Adam Neale is the owner of Terra Meridiana, a real estate agency based in Estepona on the Costa del Sol covering areas such as Marbella, Estepona, Sotogrande and Benahavís. Adam has more than a decade of experience in the sales and rental markets and, as Property Insider for the Olive Press, will be providing useful advice for buyers, sellers, tenants and all those interested in living in southern Spain. You can contact Adam by phone at +34 951 318480, pay a visit to his office at 77 Calle Caridad, 29680 Estepona (Málaga) or just visit his website at www.terrameridiana.com


  1. A friend of mine just purchased a flat in Fuengirola and is being asked to pay an extra 30.000 because he “under declared” the value of his flat. This was a flat bought through an estate agent, all handled with lawyers and notaries, and all taxes paid, and yet out of the blue he has been hit with this retrospective bill. Accounts embargoed, fine accrusing interest.

    No one warns you about the real things that can happen with house purchases in Spain. Beware, massively.

  2. Fred, sorry to hear about the dreadful plight you friend has found himself in and as always, through no fault of his own.
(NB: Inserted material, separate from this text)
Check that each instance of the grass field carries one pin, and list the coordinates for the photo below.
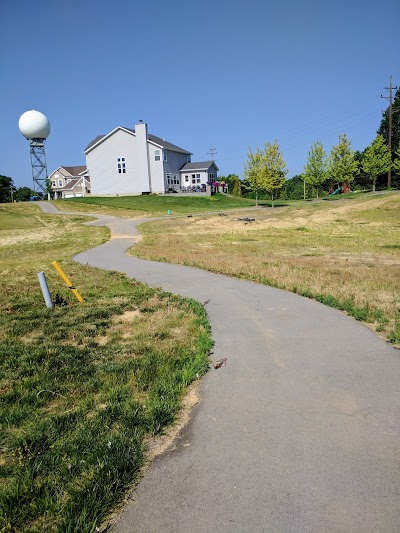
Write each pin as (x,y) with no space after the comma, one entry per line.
(82,386)
(156,205)
(344,253)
    I was watching Question Time on TV last night and the subject of the (UK) property market came up. They talked about the property price bubble, help to buy, foreign investors pouring into London buying off plan properties, the huge demand for property in general, the equally huge lack of housing stock and the desperate need to build more homes. The panel all agreed that hundreds of thousands of new homes must be built to meet the growing demand.

    Could it be more different to the property market in Spain? Spain will be lucky to have an economy/property market as good as the UK has today in 10 years’ time and even that is highly unlikely.

    Of course it could all have been so very different if they had not been victims of their own stupidity. Two key factors are holding back the property market in Spain and the expansion of the residential tourist industry. Firstly, the Junta de Andalucia and their reign of terror which consists of unworkable property laws, revoking building licences, demolishing houses, total ineptitude and very little else. Secondly, the punative tax system i.e. asset declaration for residents, high rates of income tax and the huge purchase taxes when buying and selling property.

    They should look to the UK and learn something. It never pays to tax people to death and unworkable property laws/demolitions will kill any property market stone dead.
    They could change all the above tomorrow, call an amnesty and it would have an immediate impact but the longer they leave it, the more people will vote with their feet and go somewhere more user friendly. They need to get their act together and fast.

  3. @ Fred

    Happened to two friends of ours. Both had different lawyers and were eventually asked to pay a fraction of the original under-declaration.

    Trouble I believe is you buy at market value but the houses are still registered at pre-crash value.

    Anyway seems dead easy to get out of this. Costs in legal fees but gets reduced to hundreds not thousands.

    Of course the council will try it on and see if anyone falls for it.

  4. @Bluemoon, yes it’s very commonplace, but unfortunately not always not so easy to get out of. In this case Hacienda wants that money as a lump sum and all the owners accounts are embargoed until it is paid. No appeal possible so he tells me. They treat first time buyers so lovely in Spain.